Plus "Battle of the Network Stars", "Big Brother", and all of the latest news from the TV beat

‘Battle’ Plan

Like, it’s about time: NBC is considering reviving Battle of the Network Stars, a campy series of specials that ran on ABC in the late ’70s and early ’80s. Battle took celebs from different networks—stars like Maude‘s Adrienne Barbeau (CBS) and Baa Baa Black Sheep‘s Robert Conrad (NBC)—and pitted them against each other in track-and-field style contests of sweat and skill. Granted, Peacock suits have no illusions that they can bring back the good ol’ days when competing networks willingly participated in the fan-friendly Battle (remember how CBS and NBC reacted last year when ABC tried to use their stars for a celeb edition of Who Wants to Be a Millionaire?). But there is a way to tweak the show for today’s isolationist environment, says Robert Horowitz of IMG Sports, which owns the Battle rights (and which pitched the specials to CBS and ABC/ESPN). ”You could have multiple shows participate from one network as a way to promote their new fall lineup,” he says.

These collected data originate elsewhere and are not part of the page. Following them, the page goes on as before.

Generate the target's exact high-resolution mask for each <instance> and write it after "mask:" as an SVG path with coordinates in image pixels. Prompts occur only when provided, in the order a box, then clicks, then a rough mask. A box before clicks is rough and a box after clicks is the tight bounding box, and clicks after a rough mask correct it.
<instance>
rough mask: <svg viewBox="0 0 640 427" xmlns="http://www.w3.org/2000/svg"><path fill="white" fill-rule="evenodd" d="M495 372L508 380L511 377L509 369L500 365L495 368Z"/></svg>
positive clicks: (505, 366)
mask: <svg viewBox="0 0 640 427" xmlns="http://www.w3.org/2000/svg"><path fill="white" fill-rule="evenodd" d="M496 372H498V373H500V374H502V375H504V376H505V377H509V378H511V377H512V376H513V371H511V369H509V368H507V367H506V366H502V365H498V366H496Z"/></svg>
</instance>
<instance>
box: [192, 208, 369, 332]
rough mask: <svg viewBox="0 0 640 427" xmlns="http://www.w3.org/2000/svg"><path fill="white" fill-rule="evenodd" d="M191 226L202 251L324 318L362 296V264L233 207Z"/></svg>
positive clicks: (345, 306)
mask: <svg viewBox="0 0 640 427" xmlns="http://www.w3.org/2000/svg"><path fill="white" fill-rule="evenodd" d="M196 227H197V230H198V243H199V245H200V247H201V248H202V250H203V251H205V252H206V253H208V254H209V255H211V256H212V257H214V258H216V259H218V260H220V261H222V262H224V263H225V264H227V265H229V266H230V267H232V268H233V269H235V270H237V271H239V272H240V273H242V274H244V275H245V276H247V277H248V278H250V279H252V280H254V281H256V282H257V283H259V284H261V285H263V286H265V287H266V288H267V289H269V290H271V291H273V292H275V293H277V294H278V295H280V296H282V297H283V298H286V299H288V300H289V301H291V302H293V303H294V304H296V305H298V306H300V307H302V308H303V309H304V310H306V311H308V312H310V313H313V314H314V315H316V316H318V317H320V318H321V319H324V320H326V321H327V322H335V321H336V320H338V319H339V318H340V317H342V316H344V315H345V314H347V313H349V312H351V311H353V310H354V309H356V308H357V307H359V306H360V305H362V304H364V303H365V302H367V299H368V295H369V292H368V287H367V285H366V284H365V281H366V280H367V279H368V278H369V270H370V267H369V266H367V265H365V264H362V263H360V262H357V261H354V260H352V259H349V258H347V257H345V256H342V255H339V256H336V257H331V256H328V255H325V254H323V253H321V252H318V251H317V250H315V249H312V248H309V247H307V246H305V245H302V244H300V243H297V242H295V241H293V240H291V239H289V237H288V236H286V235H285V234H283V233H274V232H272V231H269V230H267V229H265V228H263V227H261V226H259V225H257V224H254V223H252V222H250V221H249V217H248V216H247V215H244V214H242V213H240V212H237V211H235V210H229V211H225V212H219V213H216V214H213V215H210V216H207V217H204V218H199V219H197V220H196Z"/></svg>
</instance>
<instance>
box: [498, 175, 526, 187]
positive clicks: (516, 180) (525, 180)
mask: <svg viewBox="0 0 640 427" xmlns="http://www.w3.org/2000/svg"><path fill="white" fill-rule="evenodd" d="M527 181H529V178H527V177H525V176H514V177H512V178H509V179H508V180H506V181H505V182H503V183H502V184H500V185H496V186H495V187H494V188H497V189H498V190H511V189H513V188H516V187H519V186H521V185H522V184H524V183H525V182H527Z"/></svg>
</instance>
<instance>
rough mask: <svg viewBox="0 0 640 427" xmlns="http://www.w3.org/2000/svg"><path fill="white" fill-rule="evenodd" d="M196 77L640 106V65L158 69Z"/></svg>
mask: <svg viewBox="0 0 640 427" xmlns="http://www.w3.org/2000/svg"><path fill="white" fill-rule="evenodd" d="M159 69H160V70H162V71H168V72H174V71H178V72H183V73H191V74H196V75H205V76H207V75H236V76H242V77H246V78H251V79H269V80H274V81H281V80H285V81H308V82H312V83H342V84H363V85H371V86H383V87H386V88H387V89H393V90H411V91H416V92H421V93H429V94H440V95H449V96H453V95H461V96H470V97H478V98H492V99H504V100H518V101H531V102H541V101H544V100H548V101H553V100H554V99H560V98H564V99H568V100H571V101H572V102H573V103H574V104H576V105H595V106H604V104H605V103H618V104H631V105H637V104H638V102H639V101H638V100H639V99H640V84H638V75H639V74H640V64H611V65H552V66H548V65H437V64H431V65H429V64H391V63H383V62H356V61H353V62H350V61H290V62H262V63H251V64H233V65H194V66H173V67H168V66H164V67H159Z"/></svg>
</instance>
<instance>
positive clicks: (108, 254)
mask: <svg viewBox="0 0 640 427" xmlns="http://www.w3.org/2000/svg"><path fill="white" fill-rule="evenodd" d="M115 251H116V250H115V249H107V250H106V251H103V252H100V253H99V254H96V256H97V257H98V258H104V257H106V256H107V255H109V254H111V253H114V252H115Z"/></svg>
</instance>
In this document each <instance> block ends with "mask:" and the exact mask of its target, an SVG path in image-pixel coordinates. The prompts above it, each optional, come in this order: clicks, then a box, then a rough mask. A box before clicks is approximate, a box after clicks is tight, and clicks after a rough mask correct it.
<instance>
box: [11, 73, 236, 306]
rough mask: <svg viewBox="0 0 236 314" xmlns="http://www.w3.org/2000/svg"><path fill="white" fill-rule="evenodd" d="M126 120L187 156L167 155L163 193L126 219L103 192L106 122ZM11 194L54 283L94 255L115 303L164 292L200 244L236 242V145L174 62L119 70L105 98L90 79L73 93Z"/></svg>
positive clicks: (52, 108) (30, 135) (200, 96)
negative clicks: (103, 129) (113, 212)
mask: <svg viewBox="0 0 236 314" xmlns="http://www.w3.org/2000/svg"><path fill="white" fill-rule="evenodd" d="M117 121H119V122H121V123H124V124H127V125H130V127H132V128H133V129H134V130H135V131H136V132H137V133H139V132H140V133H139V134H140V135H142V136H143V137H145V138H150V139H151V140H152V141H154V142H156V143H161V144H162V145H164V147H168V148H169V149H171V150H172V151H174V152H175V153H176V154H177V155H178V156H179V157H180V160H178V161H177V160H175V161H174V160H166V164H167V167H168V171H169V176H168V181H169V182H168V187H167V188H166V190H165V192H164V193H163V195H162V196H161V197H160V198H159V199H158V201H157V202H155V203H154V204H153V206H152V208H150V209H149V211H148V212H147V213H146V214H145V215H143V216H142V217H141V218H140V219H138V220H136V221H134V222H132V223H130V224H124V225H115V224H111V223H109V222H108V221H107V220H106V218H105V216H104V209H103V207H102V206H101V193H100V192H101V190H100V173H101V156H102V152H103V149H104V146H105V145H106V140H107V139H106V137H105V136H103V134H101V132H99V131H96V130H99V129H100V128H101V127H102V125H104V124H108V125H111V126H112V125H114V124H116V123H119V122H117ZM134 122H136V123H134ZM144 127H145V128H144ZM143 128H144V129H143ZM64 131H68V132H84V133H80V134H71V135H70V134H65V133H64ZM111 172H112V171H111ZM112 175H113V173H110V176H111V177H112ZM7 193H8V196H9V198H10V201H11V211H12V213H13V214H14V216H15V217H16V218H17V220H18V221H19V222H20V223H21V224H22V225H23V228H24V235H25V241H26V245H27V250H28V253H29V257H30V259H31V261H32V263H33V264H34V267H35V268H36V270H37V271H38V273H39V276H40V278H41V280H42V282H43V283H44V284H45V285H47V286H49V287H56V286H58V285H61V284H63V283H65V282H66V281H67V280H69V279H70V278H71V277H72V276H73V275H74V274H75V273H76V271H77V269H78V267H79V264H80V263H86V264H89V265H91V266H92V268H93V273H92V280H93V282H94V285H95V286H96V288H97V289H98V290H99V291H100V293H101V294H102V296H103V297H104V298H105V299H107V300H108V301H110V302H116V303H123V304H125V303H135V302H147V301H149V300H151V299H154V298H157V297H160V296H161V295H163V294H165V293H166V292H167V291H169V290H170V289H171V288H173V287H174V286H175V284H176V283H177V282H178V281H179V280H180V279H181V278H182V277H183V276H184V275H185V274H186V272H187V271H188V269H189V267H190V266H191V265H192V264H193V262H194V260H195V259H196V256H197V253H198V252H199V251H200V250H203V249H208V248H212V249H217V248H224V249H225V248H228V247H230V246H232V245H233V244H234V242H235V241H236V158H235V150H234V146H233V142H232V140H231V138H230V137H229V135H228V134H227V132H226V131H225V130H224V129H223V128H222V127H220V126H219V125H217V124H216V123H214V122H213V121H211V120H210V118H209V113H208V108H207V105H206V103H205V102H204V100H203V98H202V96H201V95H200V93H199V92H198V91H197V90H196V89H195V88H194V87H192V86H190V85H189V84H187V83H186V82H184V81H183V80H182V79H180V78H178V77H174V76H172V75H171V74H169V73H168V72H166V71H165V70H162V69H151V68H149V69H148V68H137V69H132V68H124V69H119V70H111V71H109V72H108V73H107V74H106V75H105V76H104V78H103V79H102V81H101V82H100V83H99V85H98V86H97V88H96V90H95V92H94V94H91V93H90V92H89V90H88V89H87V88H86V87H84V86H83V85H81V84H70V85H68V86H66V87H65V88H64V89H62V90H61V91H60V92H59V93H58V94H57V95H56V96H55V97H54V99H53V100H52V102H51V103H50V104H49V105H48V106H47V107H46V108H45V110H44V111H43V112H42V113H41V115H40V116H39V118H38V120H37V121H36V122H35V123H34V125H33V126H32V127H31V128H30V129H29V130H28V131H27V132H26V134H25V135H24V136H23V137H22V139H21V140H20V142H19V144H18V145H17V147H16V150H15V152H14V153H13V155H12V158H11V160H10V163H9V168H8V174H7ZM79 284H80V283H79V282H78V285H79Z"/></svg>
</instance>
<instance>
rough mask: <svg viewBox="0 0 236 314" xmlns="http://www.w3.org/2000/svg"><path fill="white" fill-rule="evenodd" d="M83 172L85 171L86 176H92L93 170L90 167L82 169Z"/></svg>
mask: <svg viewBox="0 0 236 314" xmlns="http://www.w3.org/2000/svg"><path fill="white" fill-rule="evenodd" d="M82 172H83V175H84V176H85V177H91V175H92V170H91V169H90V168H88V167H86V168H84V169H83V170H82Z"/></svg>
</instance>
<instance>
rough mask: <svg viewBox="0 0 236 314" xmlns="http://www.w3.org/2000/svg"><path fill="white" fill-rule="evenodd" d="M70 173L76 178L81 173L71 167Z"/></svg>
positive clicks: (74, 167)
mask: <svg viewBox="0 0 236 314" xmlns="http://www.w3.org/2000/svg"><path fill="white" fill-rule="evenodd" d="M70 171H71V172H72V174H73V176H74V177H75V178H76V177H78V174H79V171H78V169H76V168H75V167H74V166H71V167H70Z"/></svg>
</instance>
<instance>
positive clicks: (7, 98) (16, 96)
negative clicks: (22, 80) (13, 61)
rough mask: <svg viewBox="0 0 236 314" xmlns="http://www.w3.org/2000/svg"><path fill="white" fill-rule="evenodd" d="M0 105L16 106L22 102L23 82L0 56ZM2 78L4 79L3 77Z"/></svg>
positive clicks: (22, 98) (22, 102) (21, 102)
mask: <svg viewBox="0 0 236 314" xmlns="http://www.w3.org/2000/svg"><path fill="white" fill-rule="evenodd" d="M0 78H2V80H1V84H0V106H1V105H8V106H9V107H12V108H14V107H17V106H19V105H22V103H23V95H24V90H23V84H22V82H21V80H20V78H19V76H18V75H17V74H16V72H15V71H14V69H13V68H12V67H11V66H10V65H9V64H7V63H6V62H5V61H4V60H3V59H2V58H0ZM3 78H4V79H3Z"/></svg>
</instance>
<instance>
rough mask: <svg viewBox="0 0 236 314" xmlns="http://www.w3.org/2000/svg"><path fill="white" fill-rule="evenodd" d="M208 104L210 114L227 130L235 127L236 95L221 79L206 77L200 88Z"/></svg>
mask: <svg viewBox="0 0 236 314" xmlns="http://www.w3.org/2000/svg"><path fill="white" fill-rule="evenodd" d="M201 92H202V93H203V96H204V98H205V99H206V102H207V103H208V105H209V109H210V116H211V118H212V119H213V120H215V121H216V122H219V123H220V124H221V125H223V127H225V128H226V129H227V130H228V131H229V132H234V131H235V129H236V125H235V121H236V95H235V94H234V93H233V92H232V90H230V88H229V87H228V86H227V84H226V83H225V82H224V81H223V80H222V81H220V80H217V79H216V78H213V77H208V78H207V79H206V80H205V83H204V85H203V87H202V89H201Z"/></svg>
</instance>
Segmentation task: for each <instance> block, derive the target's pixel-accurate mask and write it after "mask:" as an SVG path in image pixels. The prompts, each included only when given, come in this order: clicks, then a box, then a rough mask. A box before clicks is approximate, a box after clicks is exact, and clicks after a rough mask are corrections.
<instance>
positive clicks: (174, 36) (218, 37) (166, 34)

Adds one NBC suit: ”If the other nets wanted to do it, we could do a second version and get them involved. But I don’t think that would ever happen.” Darn. Guess that means no potato-sack race between Sarah Michelle Gellar and Jessica Alba.

Reality Redux

Here are the lessons we learned this summer: buffalo testicles good, murder mysteries bad. While low ratings prompted Fox to put the kibosh on a second season of Murder in Small Town X and Boot Camp, NBC has already ordered a second season of Fear Factor, which averaged 12 million viewers this summer. Also, look for NBC’s Spy TV to return next year, if not sooner. Episodes of Spy and Fear ”could be available as soon as midseason,” says Entertainment president Jeff Zucker, ”though our hope is that everything on the schedule works and we wouldn’t have to use them again until next summer. It’s clear that summer is now an important part of the year.” CBS, meanwhile, is considering a third go-round with Big Brother; executive producer Arnold Shapiro won’t confirm the voyeur fest’s return, though he is hopeful. ”No one has talked to me or [co-executive producer] Allison Grodner about it. Certainly, we achieved what we set out to do, which was to make a show that people would talk about. The fact that we achieved all that and that the ratings became phenomenally good during the last half of the run was just icing on the cake. So as I sit and look at it objectively, I guess my question is, why wouldn’t they want to do a Big Brother 3? But that’s something that would not start before March.”


Drew Carey has agreed to guest-star on the Nov. 4 episode of Nikki, a sophomore sitcom on The WB that is run by Bruce Helford, who is also the executive producer of ABC’s The Drew Carey Show. Carey will play a Vince McMahon-like character who buys Dwight’s (Nick von Esmarch) professional wrestling league. ”He plays a bad guy for the first time,” says Helford, who adds that Nikki will also benefit from several new writers this season. ”Drew’s way more versatile than what we usually see. He’s really different this time—except he still has his glasses on.”